A document-centric database is also possible using PostgreSQL’s text, XML, and binary JSON (JSONB) data types, supported by indexes optimized for documents and by full-text search capabilities.
Key/value stores are supported using the hstore
extension.
Popularity
When MySQL was taken over by a commercial database vendor some years back, it was agreed in the EU monopoly investigation that followed that PostgreSQL was a viable competitor. That’s certainly been true, with the PostgreSQL user base expanding consistently for more than a decade.
Various polls have indicated that PostgreSQL is the favorite database for building new, enterprise-class applications. The PostgreSQL feature set attracts serious users who have serious applications. Financial services companies may be PostgreSQL’s largest user group, although governments, telecommunication companies, and many other segments are strong users as well. This popularity extends across the world; Japan, Ecuador, Argentina, and Russia have very large user groups, as do the US, Europe, and Australasia.

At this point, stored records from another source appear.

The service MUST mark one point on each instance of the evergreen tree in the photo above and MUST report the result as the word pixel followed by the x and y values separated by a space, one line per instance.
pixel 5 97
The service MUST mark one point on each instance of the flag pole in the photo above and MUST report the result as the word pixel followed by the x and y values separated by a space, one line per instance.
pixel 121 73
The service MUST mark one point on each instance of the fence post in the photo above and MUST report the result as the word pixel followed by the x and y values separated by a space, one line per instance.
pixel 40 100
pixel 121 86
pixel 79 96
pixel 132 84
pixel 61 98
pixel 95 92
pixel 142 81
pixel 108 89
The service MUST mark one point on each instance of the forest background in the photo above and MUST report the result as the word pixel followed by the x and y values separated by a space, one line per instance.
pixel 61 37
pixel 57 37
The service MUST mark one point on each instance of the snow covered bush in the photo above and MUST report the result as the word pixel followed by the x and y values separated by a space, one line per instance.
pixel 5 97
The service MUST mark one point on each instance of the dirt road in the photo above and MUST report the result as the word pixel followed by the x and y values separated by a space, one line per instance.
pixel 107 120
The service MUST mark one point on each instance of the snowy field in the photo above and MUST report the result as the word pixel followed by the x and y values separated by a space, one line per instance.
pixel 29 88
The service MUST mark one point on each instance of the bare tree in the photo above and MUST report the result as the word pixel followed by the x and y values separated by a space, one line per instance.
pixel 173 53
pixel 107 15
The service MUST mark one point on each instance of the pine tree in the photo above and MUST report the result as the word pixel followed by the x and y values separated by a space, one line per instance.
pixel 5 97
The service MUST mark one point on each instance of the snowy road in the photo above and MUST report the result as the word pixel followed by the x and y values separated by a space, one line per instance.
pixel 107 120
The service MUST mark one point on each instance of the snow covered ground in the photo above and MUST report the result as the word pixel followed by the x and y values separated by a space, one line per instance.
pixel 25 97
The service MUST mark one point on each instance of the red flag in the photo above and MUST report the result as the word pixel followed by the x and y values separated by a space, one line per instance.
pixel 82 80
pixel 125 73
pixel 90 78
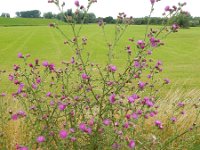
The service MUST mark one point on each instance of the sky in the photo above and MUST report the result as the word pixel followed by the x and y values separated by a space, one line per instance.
pixel 103 8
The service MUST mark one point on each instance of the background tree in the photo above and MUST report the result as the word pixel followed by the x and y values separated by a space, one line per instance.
pixel 109 20
pixel 182 19
pixel 48 15
pixel 5 15
pixel 29 14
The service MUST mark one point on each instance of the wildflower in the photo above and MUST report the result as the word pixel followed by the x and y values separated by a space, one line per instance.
pixel 20 55
pixel 126 125
pixel 38 80
pixel 52 25
pixel 139 112
pixel 84 76
pixel 50 1
pixel 34 86
pixel 167 8
pixel 3 94
pixel 45 64
pixel 14 117
pixel 166 81
pixel 173 119
pixel 51 67
pixel 112 98
pixel 132 98
pixel 115 146
pixel 159 124
pixel 48 94
pixel 40 139
pixel 136 64
pixel 82 127
pixel 11 77
pixel 149 52
pixel 181 104
pixel 152 2
pixel 73 139
pixel 141 85
pixel 23 148
pixel 77 3
pixel 174 27
pixel 128 116
pixel 63 134
pixel 36 61
pixel 16 67
pixel 112 68
pixel 91 122
pixel 134 116
pixel 131 144
pixel 141 44
pixel 106 122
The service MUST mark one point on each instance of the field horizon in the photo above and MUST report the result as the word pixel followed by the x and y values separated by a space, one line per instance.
pixel 180 55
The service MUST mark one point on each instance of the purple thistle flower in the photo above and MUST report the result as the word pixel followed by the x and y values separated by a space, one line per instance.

Amazon Web Services’ chief technology officer, Dr. Werner Vogels, described PostgreSQL as “an amazing database,” going on to say that “PostgreSQL has become the preferred open source relational database for many enterprise developers and start-ups, powering leading geospatial and mobile applications.” More recently, AWS has revealed that PostgreSQL is their fastest-growing service.
Commercial support
Many people have commented that strong commercial support is what enterprises need before they can invest in open source technology. Strong support is available worldwide from a number of companies.

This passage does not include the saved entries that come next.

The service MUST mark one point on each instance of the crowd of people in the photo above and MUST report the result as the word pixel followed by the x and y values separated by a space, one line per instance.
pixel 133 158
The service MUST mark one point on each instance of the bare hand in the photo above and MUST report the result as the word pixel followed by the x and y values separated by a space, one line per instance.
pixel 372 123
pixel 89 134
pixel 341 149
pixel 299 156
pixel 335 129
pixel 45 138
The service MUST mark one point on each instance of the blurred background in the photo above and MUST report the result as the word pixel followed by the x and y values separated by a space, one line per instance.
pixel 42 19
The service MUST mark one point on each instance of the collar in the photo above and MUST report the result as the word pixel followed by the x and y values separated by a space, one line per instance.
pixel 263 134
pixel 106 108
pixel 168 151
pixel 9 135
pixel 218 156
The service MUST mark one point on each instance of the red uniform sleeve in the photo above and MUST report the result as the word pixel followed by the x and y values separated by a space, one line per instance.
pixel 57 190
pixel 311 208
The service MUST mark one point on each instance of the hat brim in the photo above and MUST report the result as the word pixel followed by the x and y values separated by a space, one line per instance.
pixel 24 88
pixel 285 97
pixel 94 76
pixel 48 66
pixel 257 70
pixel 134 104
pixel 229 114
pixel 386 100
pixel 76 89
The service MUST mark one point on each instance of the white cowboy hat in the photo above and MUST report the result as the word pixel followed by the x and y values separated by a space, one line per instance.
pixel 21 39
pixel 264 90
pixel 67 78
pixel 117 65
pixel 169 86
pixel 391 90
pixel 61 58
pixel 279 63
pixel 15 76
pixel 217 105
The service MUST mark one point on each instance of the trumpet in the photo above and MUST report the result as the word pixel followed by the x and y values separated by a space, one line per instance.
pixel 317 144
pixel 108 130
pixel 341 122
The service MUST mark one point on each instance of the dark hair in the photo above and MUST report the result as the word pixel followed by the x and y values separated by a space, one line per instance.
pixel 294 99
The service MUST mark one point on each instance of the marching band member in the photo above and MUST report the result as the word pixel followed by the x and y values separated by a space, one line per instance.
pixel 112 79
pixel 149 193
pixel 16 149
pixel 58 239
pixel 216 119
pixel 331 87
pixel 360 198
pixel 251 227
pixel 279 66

The authors of this book work for EnterpriseDB (EDB), the largest company providing commercial support for open source PostgreSQL, offering 24/7 support in English with bug-fix resolution times.
Many other companies provide strong and knowledgeable support to specific geographic regions, vertical markets, and specialized technology stacks.
PostgreSQL is also available as a hosted or cloud solution from a variety of companies, since it runs very well in cloud environments.
A full list of companies is kept up to date at the following URL: http://www.postgresql.org/support/professional_support/.
Research and development funding
PostgreSQL was originally developed as a research project at the University of California, Berkeley in the late 1980s and early 1990s. Further work was carried out by volunteers until the late 1990s. Then, the first professional developer became involved. Over time, more and more companies and research groups became involved, supporting many professional contributors. Further funding for research and development was provided by the National Science Foundation.
The project also received funding from the EU FP7 Programme in the form of the 4CaaST project for cloud computing and the AXLE project for scalable data analytics. AXLE deserves a special mention because it was a three-year project aimed at enhancing PostgreSQL’s business intelligence capabilities, specifically for very large databases. The project covered security, privacy, integration with data mining, and visualization tools and interfaces for new hardware.
Other funding for PostgreSQL development comes from users who directly sponsor features and companies that sell products and services based around PostgreSQL.
Many features are contributed regularly by larger commercial companies, such as EDB.